Il congegno che genera energia dalla combustione di polvere di ferro creato dal Team SOLID (credito: Bart van Overbeeke, Università di Eindhoven)

In Olanda il governo sta seriamente prendendo in considerazione la possibilità di smettere di consumare gas naturale entro il 2022. Ora un gruppo di ricercatori pensa di poterlo sostituire con la polvere di ferro.
Bruciare polvere di ferro, infatti, non genera emissioni di CO2 e i residui, composti per lo più da una sorta di ruggine, possono poi essere agevolmente riciclati. Bruciare il ferro, tra l’altro, può produrre temperature più alte di altre tipologie di combustione, una caratteristica che si rivela essenziale soprattutto per il consumo industriale.

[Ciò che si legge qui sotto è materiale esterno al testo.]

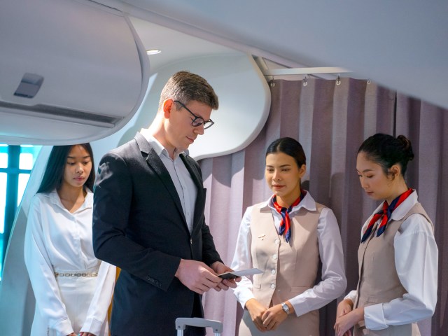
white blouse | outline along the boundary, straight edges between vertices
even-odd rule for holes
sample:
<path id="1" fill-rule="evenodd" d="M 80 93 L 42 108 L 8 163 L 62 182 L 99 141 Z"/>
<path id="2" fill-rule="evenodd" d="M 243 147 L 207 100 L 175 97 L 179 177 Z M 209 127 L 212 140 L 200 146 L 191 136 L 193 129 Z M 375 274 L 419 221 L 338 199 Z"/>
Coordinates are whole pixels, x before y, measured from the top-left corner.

Il processo è collegato anche all’utilizzo dell’energia rinnovabile in eccesso. Quest’ultima, generata ad esempio dai pannelli solari, può essere immagazzinata in maniera più proficua e più compatta nel ferro trasformando la stessa ruggine (ossido di ferro) in ferro. Quest’ultimo può poi essere utilizzato come combustibile nel momento in cui si necessita di energia.

L’ossido di ferro risultante può poi essere riutilizzato in un sistema circolare che non genera rifiuti e soprattutto non genera anidride carbonica.
A tal proposito una squadra di studenti, denominata Team SOLID, in collaborazione con Philip de Goey e Niels Deen, professori dell’Università di Eindhoven, ha realizzato un congegno con una capacità di 20 kW, rapido da utilizzare e facile da scalare, che tramite la combustione di polvere di ferro crea calore per generare elettricità, quindi acqua calda e infine vapore.